Le Jau wrote frequently about his family’s difficulty in acclimatizing to the hostile environment, of endemic sickness which afflicted the local area, and of attempts to sustain his household with apparently limited assistance from his parishioners.
Francis le jau biography of rory After his arrival, he was educated at Trinity College, Dublin, earning a doctorate. He then became an Anglican minister. Christopher in the West Indies and then to South Carolina as a missionary. Image: portrait of Le Jau, by Henrietta Johnston. Le Jau arrived in Charleston then Charles Town in
Le Jau was dependent on the financial and material resource of the Society, as well as local networks of professional support from other neighbouring clergy, but his limited material comfort was underwritten by his purchasing of three slaves to help maintain his household. His exploitation of enslaved people within his own household sits uneasily alongside his frequent denunciations of the cruel behaviour he had observed in neighbouring slave-owners.

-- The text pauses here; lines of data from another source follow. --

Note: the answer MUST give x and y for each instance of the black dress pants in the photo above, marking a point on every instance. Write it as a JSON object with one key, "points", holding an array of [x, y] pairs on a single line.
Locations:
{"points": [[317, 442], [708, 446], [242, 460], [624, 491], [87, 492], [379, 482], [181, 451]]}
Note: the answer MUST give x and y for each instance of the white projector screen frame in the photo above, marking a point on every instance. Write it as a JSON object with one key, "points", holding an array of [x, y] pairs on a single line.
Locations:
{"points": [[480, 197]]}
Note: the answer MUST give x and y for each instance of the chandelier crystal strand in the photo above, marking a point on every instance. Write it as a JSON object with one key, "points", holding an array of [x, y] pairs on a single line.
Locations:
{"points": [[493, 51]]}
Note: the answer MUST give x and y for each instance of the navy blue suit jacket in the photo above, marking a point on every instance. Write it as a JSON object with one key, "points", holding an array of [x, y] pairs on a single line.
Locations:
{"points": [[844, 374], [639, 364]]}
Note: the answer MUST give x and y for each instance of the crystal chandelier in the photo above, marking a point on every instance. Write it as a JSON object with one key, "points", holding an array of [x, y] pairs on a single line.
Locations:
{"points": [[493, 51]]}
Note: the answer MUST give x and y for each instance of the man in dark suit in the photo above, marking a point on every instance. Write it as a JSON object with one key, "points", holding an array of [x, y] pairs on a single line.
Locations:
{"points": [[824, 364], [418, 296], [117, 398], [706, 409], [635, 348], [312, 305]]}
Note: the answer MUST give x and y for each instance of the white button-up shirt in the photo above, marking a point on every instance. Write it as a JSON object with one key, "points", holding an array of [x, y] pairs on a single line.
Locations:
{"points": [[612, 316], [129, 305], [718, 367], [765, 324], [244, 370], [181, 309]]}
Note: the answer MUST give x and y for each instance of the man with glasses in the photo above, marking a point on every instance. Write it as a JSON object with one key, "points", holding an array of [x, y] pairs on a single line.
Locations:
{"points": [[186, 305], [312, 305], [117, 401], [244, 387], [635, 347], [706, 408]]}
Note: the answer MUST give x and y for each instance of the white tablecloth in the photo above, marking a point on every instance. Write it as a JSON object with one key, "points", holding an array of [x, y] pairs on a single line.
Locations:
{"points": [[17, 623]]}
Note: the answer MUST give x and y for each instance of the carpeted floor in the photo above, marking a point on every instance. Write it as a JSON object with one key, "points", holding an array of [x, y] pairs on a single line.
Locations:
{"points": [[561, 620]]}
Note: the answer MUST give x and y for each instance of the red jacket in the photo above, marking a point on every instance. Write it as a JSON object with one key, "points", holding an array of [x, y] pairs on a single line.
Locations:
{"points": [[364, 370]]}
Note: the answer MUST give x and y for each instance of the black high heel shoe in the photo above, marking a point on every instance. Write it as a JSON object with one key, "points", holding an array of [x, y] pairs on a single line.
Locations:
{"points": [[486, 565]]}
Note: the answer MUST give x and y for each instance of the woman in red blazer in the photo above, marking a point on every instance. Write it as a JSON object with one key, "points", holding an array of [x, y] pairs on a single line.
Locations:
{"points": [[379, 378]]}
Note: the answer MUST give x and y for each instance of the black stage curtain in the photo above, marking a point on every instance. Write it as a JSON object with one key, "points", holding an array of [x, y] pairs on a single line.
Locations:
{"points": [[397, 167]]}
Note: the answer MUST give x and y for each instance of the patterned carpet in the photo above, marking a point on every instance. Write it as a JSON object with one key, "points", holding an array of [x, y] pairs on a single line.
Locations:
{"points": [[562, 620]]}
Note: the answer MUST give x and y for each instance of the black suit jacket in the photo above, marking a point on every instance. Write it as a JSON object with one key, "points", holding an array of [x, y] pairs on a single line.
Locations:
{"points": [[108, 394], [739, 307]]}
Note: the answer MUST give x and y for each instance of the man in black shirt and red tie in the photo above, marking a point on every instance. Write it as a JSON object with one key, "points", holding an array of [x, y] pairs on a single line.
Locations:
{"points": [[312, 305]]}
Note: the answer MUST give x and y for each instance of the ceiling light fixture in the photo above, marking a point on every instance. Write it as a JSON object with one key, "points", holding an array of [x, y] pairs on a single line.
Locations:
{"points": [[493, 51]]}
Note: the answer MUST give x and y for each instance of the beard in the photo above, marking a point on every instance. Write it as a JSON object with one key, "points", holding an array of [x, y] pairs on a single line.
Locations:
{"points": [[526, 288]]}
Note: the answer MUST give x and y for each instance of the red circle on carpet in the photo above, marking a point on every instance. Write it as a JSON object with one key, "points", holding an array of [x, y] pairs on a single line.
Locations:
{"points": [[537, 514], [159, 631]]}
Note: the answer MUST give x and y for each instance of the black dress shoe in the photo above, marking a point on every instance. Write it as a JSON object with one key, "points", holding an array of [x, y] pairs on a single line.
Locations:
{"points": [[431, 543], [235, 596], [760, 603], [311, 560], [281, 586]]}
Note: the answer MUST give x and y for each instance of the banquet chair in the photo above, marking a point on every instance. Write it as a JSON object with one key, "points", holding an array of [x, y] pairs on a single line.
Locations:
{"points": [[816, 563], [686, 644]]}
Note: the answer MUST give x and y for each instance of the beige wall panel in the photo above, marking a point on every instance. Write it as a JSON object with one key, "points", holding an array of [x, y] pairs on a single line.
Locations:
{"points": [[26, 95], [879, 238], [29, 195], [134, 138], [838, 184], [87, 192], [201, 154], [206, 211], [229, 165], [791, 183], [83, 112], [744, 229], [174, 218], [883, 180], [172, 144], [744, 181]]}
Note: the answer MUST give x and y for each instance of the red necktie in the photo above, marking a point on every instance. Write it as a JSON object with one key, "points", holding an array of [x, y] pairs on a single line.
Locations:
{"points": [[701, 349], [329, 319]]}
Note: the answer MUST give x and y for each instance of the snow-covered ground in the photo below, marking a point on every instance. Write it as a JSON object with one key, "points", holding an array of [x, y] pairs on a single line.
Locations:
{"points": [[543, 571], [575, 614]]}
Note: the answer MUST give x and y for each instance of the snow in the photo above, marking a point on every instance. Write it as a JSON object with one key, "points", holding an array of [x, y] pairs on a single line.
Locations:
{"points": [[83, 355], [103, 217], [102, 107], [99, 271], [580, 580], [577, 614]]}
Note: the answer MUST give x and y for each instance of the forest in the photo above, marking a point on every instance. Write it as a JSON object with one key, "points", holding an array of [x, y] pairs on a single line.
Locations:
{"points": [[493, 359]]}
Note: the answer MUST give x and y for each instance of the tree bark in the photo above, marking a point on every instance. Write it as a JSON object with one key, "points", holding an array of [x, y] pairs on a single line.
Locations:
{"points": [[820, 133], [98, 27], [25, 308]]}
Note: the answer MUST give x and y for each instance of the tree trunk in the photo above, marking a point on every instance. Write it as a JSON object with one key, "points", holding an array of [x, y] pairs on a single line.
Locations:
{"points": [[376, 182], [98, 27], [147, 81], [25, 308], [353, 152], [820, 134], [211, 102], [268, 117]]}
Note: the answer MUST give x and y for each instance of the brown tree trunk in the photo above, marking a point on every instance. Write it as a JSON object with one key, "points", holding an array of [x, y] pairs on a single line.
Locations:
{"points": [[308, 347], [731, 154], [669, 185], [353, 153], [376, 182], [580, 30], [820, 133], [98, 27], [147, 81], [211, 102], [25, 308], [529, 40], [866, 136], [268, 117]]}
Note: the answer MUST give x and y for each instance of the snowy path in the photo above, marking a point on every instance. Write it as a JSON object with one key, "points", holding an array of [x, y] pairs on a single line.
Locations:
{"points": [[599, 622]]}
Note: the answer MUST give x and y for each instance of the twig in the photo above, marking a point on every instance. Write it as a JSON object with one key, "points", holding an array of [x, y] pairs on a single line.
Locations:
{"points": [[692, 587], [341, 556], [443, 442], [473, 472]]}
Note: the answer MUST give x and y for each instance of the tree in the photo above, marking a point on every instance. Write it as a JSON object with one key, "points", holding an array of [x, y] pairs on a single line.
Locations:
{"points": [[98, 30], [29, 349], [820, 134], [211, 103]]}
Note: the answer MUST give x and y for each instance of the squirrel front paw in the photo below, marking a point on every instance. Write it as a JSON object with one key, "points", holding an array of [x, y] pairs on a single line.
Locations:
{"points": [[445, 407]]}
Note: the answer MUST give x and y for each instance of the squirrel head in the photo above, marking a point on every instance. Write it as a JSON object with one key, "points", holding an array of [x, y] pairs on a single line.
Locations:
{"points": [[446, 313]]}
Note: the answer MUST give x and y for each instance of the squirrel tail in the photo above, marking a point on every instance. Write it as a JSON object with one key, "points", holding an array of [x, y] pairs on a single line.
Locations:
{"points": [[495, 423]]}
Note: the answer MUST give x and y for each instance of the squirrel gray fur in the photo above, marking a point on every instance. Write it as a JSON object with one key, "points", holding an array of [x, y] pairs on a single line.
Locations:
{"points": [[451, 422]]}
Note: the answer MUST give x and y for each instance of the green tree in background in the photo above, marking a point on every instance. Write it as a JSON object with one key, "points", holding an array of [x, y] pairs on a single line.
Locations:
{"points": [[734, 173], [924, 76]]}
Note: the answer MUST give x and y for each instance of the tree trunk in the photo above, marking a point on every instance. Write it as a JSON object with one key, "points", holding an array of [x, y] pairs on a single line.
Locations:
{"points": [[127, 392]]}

Le Jau also writes frequently of his encounters with indigenous Americans, including reports that there was a shared ‘Savannah’ language used across the continent, and his attempts to send a copy of the Lords prayer in that language to the secretary. In Le Jau’s letters we can trace the conventions and etiquette of the Society’s correspondence, and the importance of communicating through the proper channels.
While he generally writes directly to the secretary, he was forced to apologise in for circumnavigating the secretary and the central committee of the Society, and writing to another SPG member instead: from Le Jau’s remorseful subsequent letter to the secretary, it appears that this was a breach of the desired protocol.